The ball created by GPT with gorgeous special - effect trails.

Instead, considering that too many balls would affect performance, it limited the maximum number of "current balls" on the screen.

After the previous balls fall, new balls will continue to be generated.

The effect created by GLM - 5.2 in Claude Code

At the same time, without any prompts, it used a Chinese UI for this small game.

Recently, it's the World Cup. It's no problem for it to create a penalty - kick simulator:

GLM - 5.2 directly created a whole 3D game at once. It works fine, but the goal - scoring judgment is a bit lenient. In several rounds, Shichao saw the ball hit the goalkeeper, but it still went into the goal as if it had passed through the goalkeeper.

Claude Opus 4.8's creation is a bit abstract. Although it added a camera follow when the ball scores, there is a bug in the program. Once the ball goes into the goal, it gets stuck...

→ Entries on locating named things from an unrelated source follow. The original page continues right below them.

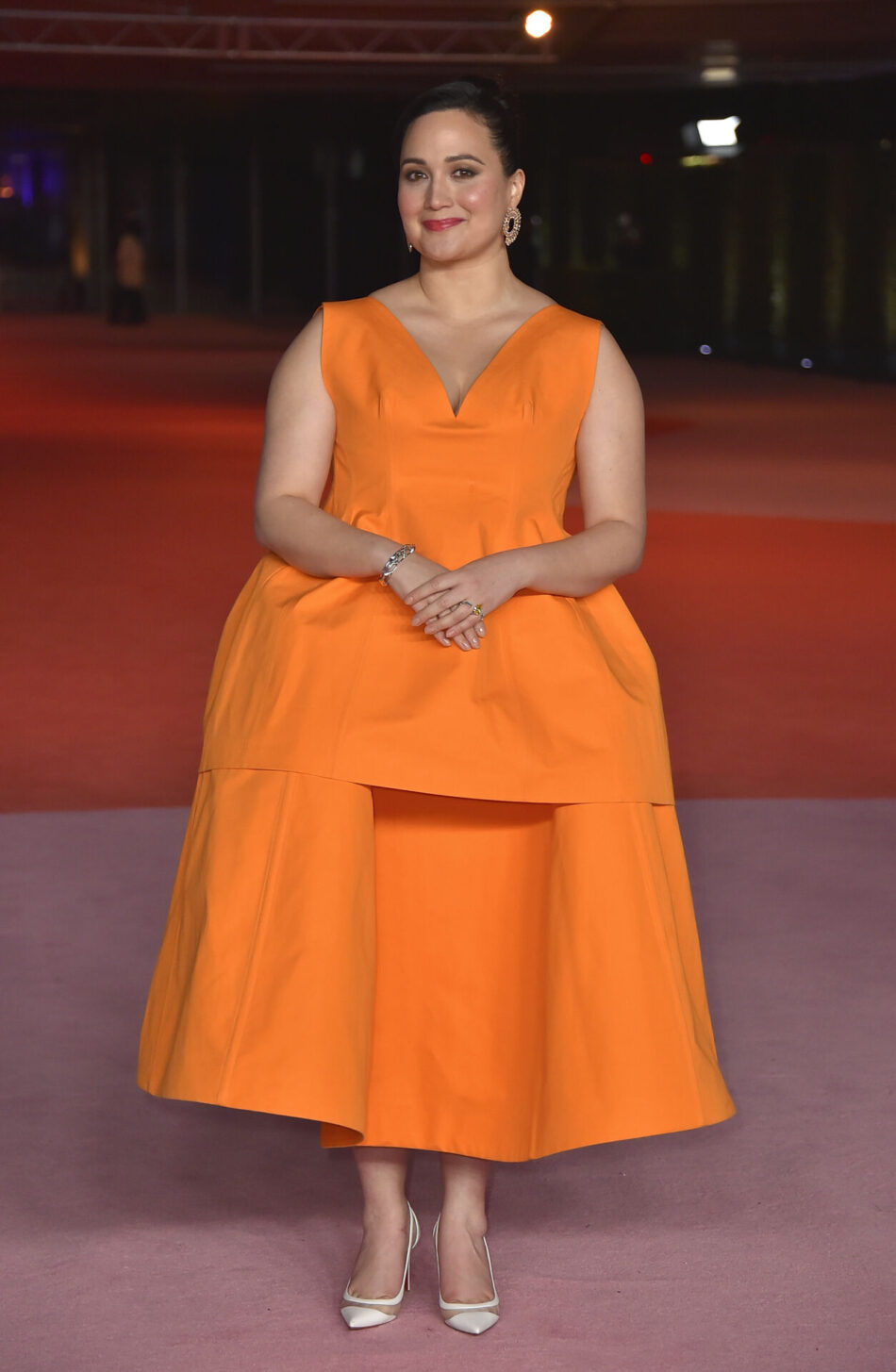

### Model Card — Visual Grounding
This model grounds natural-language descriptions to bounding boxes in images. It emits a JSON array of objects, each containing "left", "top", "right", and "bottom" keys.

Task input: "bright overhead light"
[
  {"left": 524, "top": 9, "right": 555, "bottom": 39},
  {"left": 697, "top": 114, "right": 741, "bottom": 148}
]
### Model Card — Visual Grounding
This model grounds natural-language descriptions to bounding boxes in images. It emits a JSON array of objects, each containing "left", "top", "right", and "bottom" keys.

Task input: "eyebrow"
[{"left": 402, "top": 153, "right": 486, "bottom": 168}]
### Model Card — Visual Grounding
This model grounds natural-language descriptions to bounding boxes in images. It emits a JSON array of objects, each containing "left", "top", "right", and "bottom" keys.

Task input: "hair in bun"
[{"left": 392, "top": 73, "right": 520, "bottom": 175}]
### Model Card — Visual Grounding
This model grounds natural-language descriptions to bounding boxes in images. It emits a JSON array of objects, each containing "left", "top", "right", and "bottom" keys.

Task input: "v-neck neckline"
[{"left": 366, "top": 295, "right": 561, "bottom": 420}]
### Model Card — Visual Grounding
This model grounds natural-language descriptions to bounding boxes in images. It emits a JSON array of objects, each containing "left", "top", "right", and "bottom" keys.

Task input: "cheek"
[{"left": 456, "top": 183, "right": 497, "bottom": 213}]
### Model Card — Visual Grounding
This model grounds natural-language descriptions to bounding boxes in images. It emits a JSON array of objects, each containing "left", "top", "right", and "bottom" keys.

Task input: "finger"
[
  {"left": 405, "top": 572, "right": 452, "bottom": 605},
  {"left": 423, "top": 605, "right": 470, "bottom": 634},
  {"left": 441, "top": 609, "right": 479, "bottom": 636},
  {"left": 410, "top": 594, "right": 456, "bottom": 624}
]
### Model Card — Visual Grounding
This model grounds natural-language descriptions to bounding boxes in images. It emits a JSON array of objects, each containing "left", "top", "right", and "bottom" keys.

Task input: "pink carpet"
[{"left": 0, "top": 319, "right": 896, "bottom": 1372}]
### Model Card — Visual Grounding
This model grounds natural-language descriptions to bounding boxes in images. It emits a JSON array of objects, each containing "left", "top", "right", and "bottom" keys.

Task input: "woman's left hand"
[{"left": 405, "top": 549, "right": 523, "bottom": 638}]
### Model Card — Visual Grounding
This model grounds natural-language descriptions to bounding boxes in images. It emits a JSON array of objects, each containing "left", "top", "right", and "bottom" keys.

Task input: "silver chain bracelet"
[{"left": 380, "top": 543, "right": 417, "bottom": 586}]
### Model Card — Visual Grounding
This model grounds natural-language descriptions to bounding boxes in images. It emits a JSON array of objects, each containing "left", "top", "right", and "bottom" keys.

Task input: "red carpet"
[{"left": 0, "top": 319, "right": 896, "bottom": 811}]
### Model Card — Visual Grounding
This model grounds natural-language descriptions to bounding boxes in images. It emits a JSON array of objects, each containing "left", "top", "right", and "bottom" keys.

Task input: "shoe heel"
[
  {"left": 340, "top": 1202, "right": 420, "bottom": 1330},
  {"left": 432, "top": 1213, "right": 500, "bottom": 1333}
]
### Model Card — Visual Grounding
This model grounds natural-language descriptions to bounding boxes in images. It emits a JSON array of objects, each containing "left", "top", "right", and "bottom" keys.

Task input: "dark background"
[{"left": 0, "top": 0, "right": 896, "bottom": 377}]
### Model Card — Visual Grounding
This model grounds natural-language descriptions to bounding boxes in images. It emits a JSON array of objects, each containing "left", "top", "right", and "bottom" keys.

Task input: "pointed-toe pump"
[
  {"left": 339, "top": 1200, "right": 420, "bottom": 1330},
  {"left": 432, "top": 1215, "right": 498, "bottom": 1333}
]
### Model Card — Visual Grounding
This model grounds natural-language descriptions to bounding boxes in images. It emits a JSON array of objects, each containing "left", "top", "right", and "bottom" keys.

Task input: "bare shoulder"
[
  {"left": 369, "top": 275, "right": 420, "bottom": 310},
  {"left": 594, "top": 321, "right": 640, "bottom": 395},
  {"left": 271, "top": 307, "right": 324, "bottom": 389},
  {"left": 586, "top": 320, "right": 643, "bottom": 424}
]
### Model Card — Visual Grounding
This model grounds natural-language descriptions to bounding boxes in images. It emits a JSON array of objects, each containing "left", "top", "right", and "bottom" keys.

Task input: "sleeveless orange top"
[{"left": 199, "top": 296, "right": 673, "bottom": 804}]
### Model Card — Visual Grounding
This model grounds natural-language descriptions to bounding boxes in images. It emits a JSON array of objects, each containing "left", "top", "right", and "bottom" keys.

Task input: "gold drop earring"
[{"left": 504, "top": 206, "right": 523, "bottom": 247}]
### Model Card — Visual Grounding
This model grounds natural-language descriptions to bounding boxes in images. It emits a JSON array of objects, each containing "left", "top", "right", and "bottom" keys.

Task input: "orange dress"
[{"left": 137, "top": 296, "right": 734, "bottom": 1161}]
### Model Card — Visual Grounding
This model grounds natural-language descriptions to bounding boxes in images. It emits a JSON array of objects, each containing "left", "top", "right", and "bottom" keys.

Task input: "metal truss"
[{"left": 0, "top": 8, "right": 557, "bottom": 66}]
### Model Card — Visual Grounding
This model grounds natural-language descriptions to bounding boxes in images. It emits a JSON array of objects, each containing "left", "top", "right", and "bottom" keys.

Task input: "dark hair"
[{"left": 392, "top": 75, "right": 520, "bottom": 175}]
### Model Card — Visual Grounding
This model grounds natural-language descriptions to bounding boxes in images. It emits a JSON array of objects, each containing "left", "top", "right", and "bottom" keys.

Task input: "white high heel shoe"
[
  {"left": 339, "top": 1200, "right": 420, "bottom": 1330},
  {"left": 432, "top": 1213, "right": 498, "bottom": 1333}
]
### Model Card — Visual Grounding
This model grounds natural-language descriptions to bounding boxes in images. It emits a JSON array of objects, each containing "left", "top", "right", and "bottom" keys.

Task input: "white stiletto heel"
[
  {"left": 339, "top": 1200, "right": 420, "bottom": 1330},
  {"left": 432, "top": 1213, "right": 498, "bottom": 1333}
]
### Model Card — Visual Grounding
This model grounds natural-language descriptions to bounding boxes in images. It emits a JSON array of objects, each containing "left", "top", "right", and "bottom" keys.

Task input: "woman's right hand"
[{"left": 386, "top": 553, "right": 486, "bottom": 653}]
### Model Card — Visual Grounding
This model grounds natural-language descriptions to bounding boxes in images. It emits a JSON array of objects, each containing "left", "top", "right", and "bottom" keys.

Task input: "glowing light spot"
[
  {"left": 523, "top": 9, "right": 555, "bottom": 39},
  {"left": 697, "top": 114, "right": 741, "bottom": 148}
]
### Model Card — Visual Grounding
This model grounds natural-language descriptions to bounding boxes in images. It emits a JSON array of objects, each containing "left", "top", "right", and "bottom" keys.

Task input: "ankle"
[
  {"left": 361, "top": 1195, "right": 407, "bottom": 1230},
  {"left": 440, "top": 1200, "right": 489, "bottom": 1239}
]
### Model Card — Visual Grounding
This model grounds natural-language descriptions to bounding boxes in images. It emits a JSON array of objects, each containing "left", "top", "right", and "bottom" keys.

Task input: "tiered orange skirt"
[{"left": 139, "top": 769, "right": 734, "bottom": 1161}]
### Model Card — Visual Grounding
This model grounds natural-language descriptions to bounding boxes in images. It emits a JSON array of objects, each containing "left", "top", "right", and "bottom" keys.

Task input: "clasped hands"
[{"left": 389, "top": 549, "right": 523, "bottom": 652}]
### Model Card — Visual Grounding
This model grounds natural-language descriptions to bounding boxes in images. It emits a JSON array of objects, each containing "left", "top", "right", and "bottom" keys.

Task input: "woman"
[{"left": 139, "top": 79, "right": 734, "bottom": 1333}]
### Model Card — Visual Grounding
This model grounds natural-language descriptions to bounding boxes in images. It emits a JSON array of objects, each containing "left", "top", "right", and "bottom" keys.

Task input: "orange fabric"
[
  {"left": 200, "top": 296, "right": 673, "bottom": 802},
  {"left": 137, "top": 299, "right": 734, "bottom": 1161},
  {"left": 139, "top": 773, "right": 734, "bottom": 1162}
]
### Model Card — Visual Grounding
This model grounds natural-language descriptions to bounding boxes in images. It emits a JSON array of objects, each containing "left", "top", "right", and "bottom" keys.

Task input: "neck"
[{"left": 416, "top": 244, "right": 520, "bottom": 323}]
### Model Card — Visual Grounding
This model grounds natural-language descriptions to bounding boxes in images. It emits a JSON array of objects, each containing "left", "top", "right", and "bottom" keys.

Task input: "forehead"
[{"left": 402, "top": 109, "right": 494, "bottom": 157}]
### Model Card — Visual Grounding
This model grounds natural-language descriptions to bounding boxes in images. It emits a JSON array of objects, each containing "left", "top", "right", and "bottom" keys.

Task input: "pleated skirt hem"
[{"left": 137, "top": 769, "right": 734, "bottom": 1162}]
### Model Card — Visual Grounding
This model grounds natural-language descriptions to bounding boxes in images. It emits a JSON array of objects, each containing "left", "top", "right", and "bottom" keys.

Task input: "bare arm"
[
  {"left": 498, "top": 325, "right": 646, "bottom": 595},
  {"left": 254, "top": 311, "right": 399, "bottom": 576}
]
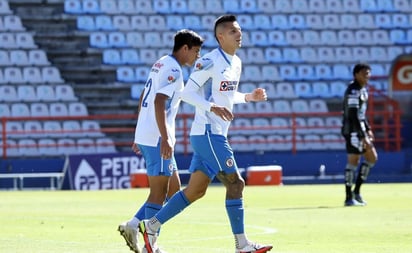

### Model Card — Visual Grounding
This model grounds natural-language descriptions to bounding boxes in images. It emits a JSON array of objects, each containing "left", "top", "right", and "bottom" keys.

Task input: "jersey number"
[{"left": 142, "top": 78, "right": 152, "bottom": 107}]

At least in terms of the logic of programming projects, Shichao's experience with it is not much different from that of 4.8...

Of course, besides these small games and demos, it's also no problem for it to handle some complex project migrations.

For example, recently Shichao found a very interesting AI automatic novel - continuation project on Github. You can create your own characters, set the world view, and then interact with the AI to develop the plot.

After playing with it on the computer for a few days, Shichao got eager to try. He thought this kind of thing would be more suitable to run on the phone, so that he could use fragmented time to chat with the AI. So he wondered if he could directly transplant the project locally to the phone and have a taste of being a writer.

At first, Shichao planned to use CodeX to migrate the project from the computer to the phone.

Unexpectedly, CodeX flat - out refused three times. First, it thought that the current project runs separately on the front - end and back - end, which is not suitable to run on the phone.

Then it said that refactoring the project would be very labor - intensive. It suggested that I only refactor the front - end interface on the phone and then buy a server and register a domain name for the back - end business...

What? Dude, it's 2026. When facing a difficult coding problem, your first reaction is to tell me to spend more money on a server? Is the AI teaching me how to do things?

Angrily, I copied the same words and pasted them into GLM's chat box.

Facts have proved that in this regard, GLM is not as shrewd as GPT.

It didn't talk about any alternative solutions. It simply sorted out the context, then immediately launched three agents in the background and divided them into three groups to dig into the code library to figure out how to do the underlying local migration. It shows full initiative.

It soon found a solution that CodeX didn't notice, which cleared the way for me to run the project on the phone.